To mark the 50th anniversary of the Paris Review (www.parisreview.com), Picador recently published a 768-page anthology of writing that originally appeared in the quarterly journal edited by George Plimpton. The tome has a title to match its girth: The Paris Review Book of Heartbreak, Madness, Sex, Love, Betrayal, Outsiders, Intoxication, War, Whimsy, Horrors, God, Death, Dinner, Baseball, Travels, the Art of Writing, and Everything Else in the World Since 1953.

First there was One Story (www.one-story.com); now there is 32 Poems Magazine (www.32poems.com), the semiannual literary journal that features—you guessed it—32 poems in each small, lightweight, saddle-stitched issue. Edited by Deborah Ager and John Poch, the premiere issue, published in May, features poems by B.H. Fairchild, William Logan, C. Dale Young, and others.

Tin House (www.tinhouse.com) is celebrating its fourth anniversary with the publication of Bestial Noise: The Tin House Fiction Reader, a 400-page anthology of short stories that have appeared in the quarterly literary magazine based in Portland, Oregon. It’s an impressive collection, but for those readers who prefer a livelier celebration, Greg Connolly, bartender at the Four Seasons restaurant in New York City, has developed the Tin House Martini: “Pour 1/2 ounce of Pernod into a cocktail shaker.

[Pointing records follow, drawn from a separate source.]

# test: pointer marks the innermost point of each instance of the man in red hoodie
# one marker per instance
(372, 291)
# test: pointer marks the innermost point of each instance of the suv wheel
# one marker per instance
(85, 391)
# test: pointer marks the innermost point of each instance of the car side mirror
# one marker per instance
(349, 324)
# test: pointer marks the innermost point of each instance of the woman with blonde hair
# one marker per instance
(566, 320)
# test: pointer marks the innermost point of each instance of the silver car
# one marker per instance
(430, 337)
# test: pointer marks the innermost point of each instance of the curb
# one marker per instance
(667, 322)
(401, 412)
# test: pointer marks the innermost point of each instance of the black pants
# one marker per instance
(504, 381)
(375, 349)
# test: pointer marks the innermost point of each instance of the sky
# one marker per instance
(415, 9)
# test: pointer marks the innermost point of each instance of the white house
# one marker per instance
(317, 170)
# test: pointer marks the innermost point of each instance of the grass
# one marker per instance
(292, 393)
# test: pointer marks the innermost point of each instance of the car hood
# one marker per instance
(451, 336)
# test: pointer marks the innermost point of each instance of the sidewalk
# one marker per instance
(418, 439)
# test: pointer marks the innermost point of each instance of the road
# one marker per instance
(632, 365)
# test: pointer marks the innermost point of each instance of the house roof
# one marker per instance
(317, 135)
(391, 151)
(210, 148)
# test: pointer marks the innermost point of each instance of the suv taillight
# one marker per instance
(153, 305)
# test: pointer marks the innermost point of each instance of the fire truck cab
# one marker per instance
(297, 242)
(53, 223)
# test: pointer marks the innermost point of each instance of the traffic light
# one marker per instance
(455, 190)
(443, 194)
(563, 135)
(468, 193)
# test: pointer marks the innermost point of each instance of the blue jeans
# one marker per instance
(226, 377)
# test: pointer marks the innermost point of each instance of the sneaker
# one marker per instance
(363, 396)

Swirl until it coats the inside of the shaker. Pour off any excess. Splash two eyedropperfuls of Cinzano dry vermouth into the bottom of the shaker, and again swirl it about, then pour off the excess. Pour 4 to 4 1/2 ounces of Tanqueray gin into the shaker, add ice, and with a long-handled silver mixing spoon, stir exactly 20 times. Pour the drink into a very well-chilled martini glass. Add three small cocktail olives, or two large ones, sans toothpick. The flavors of olive and Pernod commingle so deliciously that at least one of the olives should be consumed after the drink is finished.”